Extending Decoders with an Integrated Encoder
This repo holds the code for training encoders that embed the final hidden state from large decoder models. To our knowledge, CoTrEnD is the first architecture to leverage a contrastive loss to train an encoder from a decoder. It was developed as part of the 24h Meta LLAMA-3 hackathon May 2024 by Abhishek Singh, Arthur Böök, and Wian Stipp.

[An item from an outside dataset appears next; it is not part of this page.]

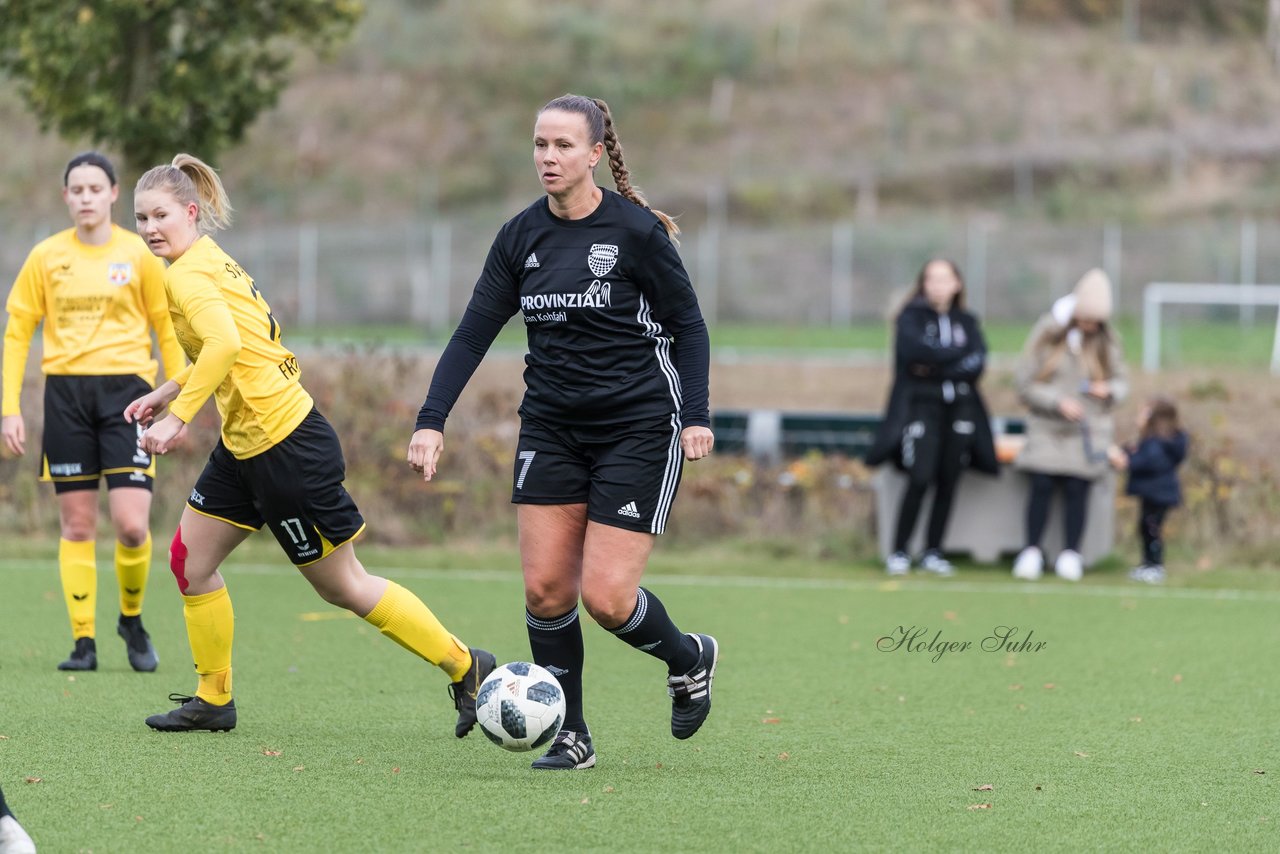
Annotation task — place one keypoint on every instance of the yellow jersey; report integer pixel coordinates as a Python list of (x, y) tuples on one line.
[(97, 304), (233, 342)]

The motivation behind the CoTrEnD project is to utilize on the rich hidden states that are generated within large decoders. Rather than separating the embedder from the decoder as one typically would in a RAG approach, CoTrEnD integrates the encoder on top of the decoder. This allows the encoder to leverage the semantic information already captured within the decoder's hidden states.
The CoTrEnD architecture is a simple extension of the decoder-only model. The encoder is trained to embed the final hidden state of the decoder. The encoder is trained using a contrastive loss, which encourages the encoder to embed similar hidden states for similar inputs, and dissimilar hidden states for dissimilar inputs.
The CoTrEnD project includes a user interface that allows users to interact with the model. The user interface is built using Streamlit with two modes of operation.
The user can ask anything in the question
field, and the CoTrEnD model will do a embedding search over the vectorstore to augment the generated answer.
The user can enter a medical entity in the entity
field, and the CoTrEnD model will return the most similar document from the vectorstore.